Djokovic dominated every statistical category. He served well, to the tune of 13 aces. He serve-and-volleyed occasionally. He returned well enough to win half of Griekspoor’s service games. He dominated baseline exchanges.

Maybe that’s why ESPN’s telecast cut away in the third set.


Among the men’s winners were Summer Games gold medalist and 2020 US Open runner-up Alexander Zverev, 2021 Wimbledon finalist Matteo Berrettini, No. 17 Gael Monfils and No. 22 seed Reilly Opelka of the U.S. But No. 10 Hubert Hurkacz, a Wimbledon semifinalist, lost to Andreas Seppi of Italy, and No. 31 Alexander Bublik was beaten by American wild-card recipient Jack Sock 7-6 (3), 6-7 (2), 6-4, 4-6, 6-3.

Another U.S. man who got a wild card, 20-year-old Jenson Brooksby, won an all-Californian matchup against Taylor Fritz 6-7 (7), 7-6 (10), 7-5, 6-2.
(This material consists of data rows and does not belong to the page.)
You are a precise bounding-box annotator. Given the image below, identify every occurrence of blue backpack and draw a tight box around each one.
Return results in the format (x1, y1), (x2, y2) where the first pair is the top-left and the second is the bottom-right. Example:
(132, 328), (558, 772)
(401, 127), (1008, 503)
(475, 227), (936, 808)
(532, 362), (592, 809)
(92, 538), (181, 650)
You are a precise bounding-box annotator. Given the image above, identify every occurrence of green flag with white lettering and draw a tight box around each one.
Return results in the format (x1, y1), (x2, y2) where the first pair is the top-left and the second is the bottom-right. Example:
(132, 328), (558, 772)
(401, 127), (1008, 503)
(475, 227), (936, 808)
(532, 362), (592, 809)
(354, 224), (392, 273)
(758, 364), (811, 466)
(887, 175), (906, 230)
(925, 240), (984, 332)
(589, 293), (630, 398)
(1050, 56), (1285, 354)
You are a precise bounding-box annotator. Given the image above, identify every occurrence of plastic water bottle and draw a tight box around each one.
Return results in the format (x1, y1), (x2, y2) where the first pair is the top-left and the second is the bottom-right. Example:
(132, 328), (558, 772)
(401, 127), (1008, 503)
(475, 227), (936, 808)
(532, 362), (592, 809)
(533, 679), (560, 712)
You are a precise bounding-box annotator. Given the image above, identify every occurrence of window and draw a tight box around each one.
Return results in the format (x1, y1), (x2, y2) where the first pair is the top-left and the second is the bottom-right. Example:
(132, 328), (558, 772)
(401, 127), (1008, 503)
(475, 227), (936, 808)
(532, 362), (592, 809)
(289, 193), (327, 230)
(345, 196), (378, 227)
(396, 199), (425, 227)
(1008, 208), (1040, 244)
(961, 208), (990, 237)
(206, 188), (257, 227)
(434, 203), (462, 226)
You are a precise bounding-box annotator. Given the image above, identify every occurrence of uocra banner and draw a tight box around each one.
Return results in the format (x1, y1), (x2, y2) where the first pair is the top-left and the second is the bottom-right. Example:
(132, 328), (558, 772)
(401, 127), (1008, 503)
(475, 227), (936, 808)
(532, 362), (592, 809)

The top players weren’t the only ones who enjoyed a successful Round 2. Five qualifiers — Oscar Otte, Peter Gojowczyk, Henri Laaksonen, Alex Molcan and Botic van de Zandschulp — reached the third round of the US Open for the first time since 1984. It’s the most qualifiers to reach any Grand Slam third round since the 2011 French Open had six.

Information from The Associated Press was used in this report.